You may walk out the doors of church this morning, thinking to yourself, It’s just too awkward of a story to bear.  And I wouldn’t blame you.  You'd be in good company--the 12 disciples to name a few.  They all felt the same.  Garbage!  Balderdash!  Pure delusion!  Nonsense!  Not just out of the ordinary--impossible!
But, if you are feeling that way, what will come back to haunt you is that for we who call ourselves Christian, the Resurrection of Jesus is one of, if not the central stories of our faith.  Very awkward, yet fundamental.  It has been that strange mixture ever since the women came back from the tomb that first Resurrection morning.
The women were put in the very uneasy position of telling a very awkward story.  And at that point, that's all it was--a story.  No one had seen Jesus.  The women had only seen the empty tomb.  All they have is a story.  All they can ask the disciples to respond to is a story.

It isn't until later (the two disciples walking the Emmaus road) that anyone actually saw the resurrected Jesus.  So the women were in a position of telling a story they couldn't actually prove, or know themselves if it was true.  The tomb may be empty, as they saw and as they said, but it doesn't necessarily follow that Jesus had come back to life.  A woman may have a dream that her dead son was turning in his casket, but that doesn't make him alive.  Unless you decide you want to check it out for yourself.

Which is what Peter decided to do after hearing the women.  He ran to the tomb.  Luke's gospel tells us Peter "bent down and saw the grave cloths but nothing else."  Peter doesn't get visited by a couple of odd looking fellows in bright shining clothes, like the women.  He doesn't see the resurrected Jesus.  He has less to go on than the women do.  But he still has a mystery.  Where's the body?  He now finds himself in the middle of the women's awkward and frantic story.

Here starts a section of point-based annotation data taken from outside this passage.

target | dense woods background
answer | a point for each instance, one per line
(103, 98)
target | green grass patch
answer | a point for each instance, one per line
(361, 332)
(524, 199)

And that's where we should find ourselves this morning.  Because, I could wax eloquently, using Jesus' Resurrection as a metaphor about how God brings all the dead things, dead situations, dead relationships back to life.  I've done that before.  I could do it again.

But, really...you know what those dead things are in your life.  I would guess you would have just as hard of a time believing they could really have life breathed back into them as you would a two-day-old dead man could.  And most of our dead situations and relationships have been entombed for a lot longer than two days.

As I said, we could play around with that comparison all we want, but it only side-steps the main story here.  Ultimately, we still have to come back to this uncomfortable story, spoken by the women that Jesus--dead Jesus-- is now Alive Jesus.  At some point we all have to respond to the story of the resurrected Jesus, either with laughter and discounting it as garbage, or with amazement, surprise and wonder.

That is what the Resurrection story, as well as many other of our Christian stories, does:  it asks us not only to believe these awkward tales, but also take them and be tellers of them—to be the women.  When we do that, when we take on these awkward stories, we must realize that at the same time we will be identified as awkward people.  Laughed at.  Discounted.

William Willimon, chaplain at Duke University, wrote in a recent article, "The lens of scripture is a thick set of trifocals which causes one to trip down stairs and walk into closed doors until one becomes accustomed to looking at the world in a mode so peculiar."

The women's Resurrection story is like that thick set of trifocals.  If we choose to look through that story, the whole world is going to look funny, with everything a bit out of place, out of kilter.  But after looking at the world through Resurrection story spectacles, you will be amazed at how clear your seeing really becomes, and how your laughter is changed from laughter at garbage, to the "laughing of the redeemed and the dancing of the liberated."